Once the remodel, which is expected to cost about $570,000, is completed, Eggen will move Hops N Drops from its current location at 9265 N. Nevada St. and open it at the location on Newport Highway.

Asked when he expected that move to take place, he said: “As soon as we can.”

The purchase of the former Pizza Hut building was completed Aug. 24 and brokered by Chris Bell of NAI Black. The contractor on the project is Kilgore Construction, of Colbert, which worked with the Spokane office of Umlauf Engineers and Fusion Architecture.

UI breaks ground on research dairy

Excavation crews recently began moving dirt in Rupert, Idaho, for what will eventually become the the nation’s largest research dairy that will be operated by the University of Idaho.

Work began May 4 on what will officially be called the Idaho Center for Agriculture, Food and the Environment, according to a news release.

The projected $45 million project will include a 2,000-cow dairy which will be next to a 640-acre research farm.

Planners had hoped to start construction last summer. However, the delay lowered the cost of the project as prices for materials fell, said Mark McGuire, the director of the Idaho Agriculture Experiment Station.

“The lower bids mean we have sufficient funds to fully build this project,” McGuire said in the release.

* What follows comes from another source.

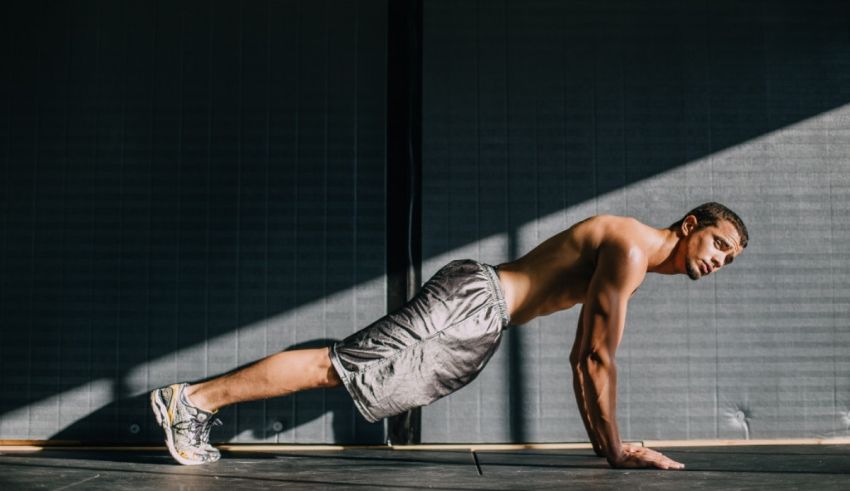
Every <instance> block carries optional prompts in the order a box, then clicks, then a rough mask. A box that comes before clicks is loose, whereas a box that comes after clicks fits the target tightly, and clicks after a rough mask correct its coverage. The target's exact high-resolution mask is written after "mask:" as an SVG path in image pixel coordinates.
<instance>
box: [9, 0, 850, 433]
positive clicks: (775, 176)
mask: <svg viewBox="0 0 850 491" xmlns="http://www.w3.org/2000/svg"><path fill="white" fill-rule="evenodd" d="M2 9H3V10H2V11H1V12H0V19H2V20H0V26H2V34H0V36H2V38H0V39H2V44H0V48H2V49H0V56H2V60H3V65H2V66H3V70H2V71H0V84H2V85H0V89H2V92H0V94H2V96H0V104H2V106H0V107H2V109H0V389H2V390H0V438H2V439H10V438H33V439H41V438H57V439H85V440H111V441H124V442H129V441H159V439H160V436H159V434H158V433H157V431H156V428H154V427H153V425H152V423H153V421H152V418H151V417H150V414H149V413H148V409H147V403H146V400H145V397H146V392H147V391H148V390H150V389H151V388H153V387H156V386H158V385H160V384H164V383H169V382H172V381H174V380H183V379H196V378H200V377H205V376H207V375H212V374H215V373H219V372H221V371H224V370H228V369H230V368H233V367H234V366H237V365H240V364H243V363H247V362H249V361H251V360H253V359H255V358H257V357H260V356H262V355H264V354H267V353H271V352H274V351H277V350H279V349H283V348H287V347H290V346H307V345H315V344H323V343H326V342H327V340H328V339H333V338H339V337H343V336H344V335H346V334H348V333H350V332H353V331H354V330H356V329H358V328H360V327H362V326H364V325H366V324H368V323H369V322H371V321H372V320H374V319H375V318H377V317H378V316H380V315H381V314H382V313H383V312H384V309H385V305H386V300H385V298H386V279H385V263H386V251H385V241H386V237H387V233H386V230H385V229H386V223H385V216H386V205H385V184H386V183H385V179H386V172H385V165H387V164H386V163H385V160H386V159H385V147H386V141H385V135H386V125H387V123H386V103H385V100H386V77H387V72H386V50H387V46H386V37H387V36H386V34H387V29H386V26H387V13H386V10H387V4H386V2H381V1H360V2H331V1H326V2H302V1H290V2H241V3H240V2H232V1H228V2H221V1H220V2H212V3H208V2H200V1H195V2H190V1H182V2H177V3H174V2H164V1H159V2H150V3H148V2H136V3H130V2H109V1H101V2H94V1H91V2H78V3H61V2H57V3H53V2H34V3H32V4H28V5H15V6H10V5H5V4H4V6H3V8H2ZM847 10H848V8H847V7H845V6H844V4H843V3H841V2H838V1H835V2H803V1H781V2H733V1H727V2H703V3H700V4H697V3H694V2H673V1H668V2H650V3H647V2H642V3H635V2H627V1H614V2H591V1H584V2H555V1H545V2H544V1H532V2H529V1H523V2H520V1H506V0H496V1H492V2H490V1H486V2H485V1H481V0H480V1H478V2H472V1H464V2H456V1H441V0H440V1H437V0H429V1H426V2H424V46H423V56H424V66H423V72H424V75H423V90H424V93H423V96H424V103H423V125H424V130H423V143H424V150H423V163H424V168H423V191H424V193H423V244H422V245H423V255H424V257H425V261H424V264H423V273H424V275H425V276H426V277H427V276H428V275H430V274H431V273H433V272H434V271H435V270H436V269H437V268H438V267H439V266H441V265H442V264H443V263H445V262H446V261H448V260H450V259H453V258H458V257H474V258H479V259H481V260H484V261H488V262H491V263H498V262H500V261H503V260H506V259H508V258H513V257H516V256H517V255H519V254H522V253H524V252H526V251H528V250H529V249H531V248H532V247H533V246H534V245H536V244H537V243H538V242H539V241H541V240H543V239H545V238H546V237H548V236H550V235H552V234H554V233H556V232H557V231H560V230H562V229H563V228H565V227H567V226H569V225H570V224H572V223H574V222H575V221H577V220H579V219H581V218H584V217H586V216H589V215H592V214H596V213H619V214H629V215H633V216H637V217H638V218H640V219H642V220H645V221H647V222H648V223H651V224H654V225H657V226H666V225H668V224H669V223H670V222H672V221H673V220H675V219H677V218H678V217H679V216H680V215H681V214H682V213H683V212H684V211H686V210H687V209H688V208H689V207H690V206H693V205H695V204H698V203H700V202H703V201H706V200H709V199H716V200H720V201H723V202H726V203H727V204H729V205H730V206H732V207H733V208H735V209H737V210H738V211H739V212H740V213H741V214H742V216H743V217H744V218H745V220H746V221H747V222H748V225H749V227H750V231H751V235H752V237H751V245H750V247H749V249H748V250H747V251H746V253H745V255H744V256H743V257H742V258H741V259H740V260H739V261H736V263H735V265H734V266H732V267H731V268H729V269H728V270H726V271H723V272H721V273H720V274H719V275H718V276H717V277H716V278H709V279H706V280H703V281H700V282H698V283H690V282H689V281H688V280H686V279H683V278H663V277H655V276H651V277H650V278H649V279H648V280H647V282H646V283H645V285H644V286H643V287H642V289H641V291H640V292H639V293H638V294H637V295H636V297H635V299H634V301H633V302H632V305H631V307H630V319H629V320H630V322H629V325H628V327H627V331H626V335H625V339H624V341H623V344H622V346H621V348H620V352H619V357H618V361H619V364H620V390H619V401H620V413H619V419H620V426H621V429H622V432H623V436H624V437H625V438H631V439H644V438H676V439H678V438H715V437H722V438H746V437H751V438H758V437H778V436H785V437H787V436H823V437H829V436H840V435H844V436H846V435H847V434H848V428H849V427H850V399H848V397H850V396H848V389H850V380H848V376H847V374H848V371H850V358H848V355H847V353H848V352H850V350H849V349H848V348H850V329H848V322H847V318H848V313H850V312H848V311H850V302H848V292H850V284H848V283H847V281H846V277H847V273H848V272H850V271H848V259H850V255H848V254H847V252H846V250H845V247H844V245H845V244H846V242H847V240H848V239H850V226H848V225H850V223H848V219H847V218H846V215H847V213H846V212H847V211H848V209H850V206H849V205H848V203H850V199H848V198H850V177H848V176H850V172H848V171H850V165H848V160H847V157H846V156H847V155H848V154H850V130H848V122H850V109H848V108H847V107H845V106H846V104H847V103H848V101H850V63H848V61H847V60H850V29H849V28H848V27H850V26H848V20H847V19H848V18H850V17H848V15H847V14H848V11H847ZM389 165H393V163H389ZM392 233H404V232H403V231H393V232H392ZM575 317H576V313H575V312H568V313H562V314H556V315H553V316H550V317H547V318H545V319H541V320H538V321H535V322H533V323H531V324H530V325H528V326H521V327H518V328H515V329H512V330H511V332H510V333H509V334H508V336H507V337H506V339H505V341H504V344H503V346H502V348H501V350H500V352H499V353H498V354H497V355H496V357H494V359H493V360H492V361H491V365H490V366H489V367H488V368H487V369H486V370H485V371H484V372H483V374H482V375H481V377H480V378H479V379H478V380H477V381H476V382H474V383H473V384H472V386H470V387H468V388H466V389H464V390H463V391H461V392H459V393H458V394H456V395H453V396H451V397H450V398H448V399H446V400H444V401H441V402H438V403H436V404H435V405H433V406H431V407H428V408H425V409H424V410H423V413H422V426H423V439H424V440H426V441H455V442H458V441H491V442H492V441H557V440H585V438H586V436H585V435H584V432H583V430H582V429H581V424H580V421H579V417H578V412H577V410H576V409H575V403H574V402H573V399H572V394H571V391H570V386H571V381H570V371H569V367H568V366H567V360H566V358H567V353H568V351H569V347H570V344H571V341H572V337H573V335H574V332H575V331H574V325H575V322H576V318H575ZM222 419H223V420H225V422H226V426H224V427H223V428H220V429H217V430H216V432H215V433H214V439H215V440H219V441H221V440H236V441H243V442H248V441H269V442H276V441H280V442H358V443H369V442H376V441H378V440H380V439H381V437H382V435H383V431H382V427H381V425H380V424H378V425H368V424H366V423H365V422H364V420H363V419H362V418H361V417H360V416H358V415H357V414H356V412H355V411H354V409H353V408H352V406H351V403H350V402H349V401H348V398H347V396H346V395H345V393H344V392H343V391H341V390H334V391H316V392H310V393H304V394H299V395H297V396H295V397H290V398H281V399H275V400H271V401H268V402H266V403H256V404H243V405H239V406H237V407H234V408H229V409H227V410H225V411H224V412H223V414H222ZM276 423H279V425H276ZM134 425H138V428H136V427H135V426H134ZM137 429H138V431H136V430H137Z"/></svg>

The contractor is McAlvain Construction, located in Boise.

Research at the facility will help develop strategies to mitigate greenhouse-gas emissions from animals, housing areas, waste systems and in-field applications. The facility also will seek new markets for dairy waste, which may be made into valuable byproducts such as bioplastics and transportable fertilizers.

Construction of the milk barn should move quickly, but it will take more time to install state-of-the-art equipment in the milking parlor, according to the release.

Design for the second phase should be completed this summer, with the bid process occurring from September through November.

Phase two will include manure handling facilities and lagoons, maternity barn, feed area, an office building and structures to provide shade and wind protection for cows in a dry lot with several pens for research purposes.

The third phase, if funded, would add a cross-ventilated barn capable of housing 800 to 1,200 cows.

The barn would provide greater comfort to cows and would be useful in studies comparing productivity and environmental impacts of barn versus dry-lot production.

Work on the barn would likely commence in 2025, with the dairy gradually ramping up its occupancy throughout the first few years.

Cargill and Burley-based Redox Bio-Nutrients have both announced $500,000 donations toward the project this year, which brought the total industry contributions to about $9 million.

In September 2022, the Idaho Board of Land Commissioners awarded $23.25 million from the sale of UI College of Agricultural and Life Sciences endowment land in Caldwell that was no longer being used for experimental farming to support the dairy project. The state legislature approved $10 million toward the project in 2018.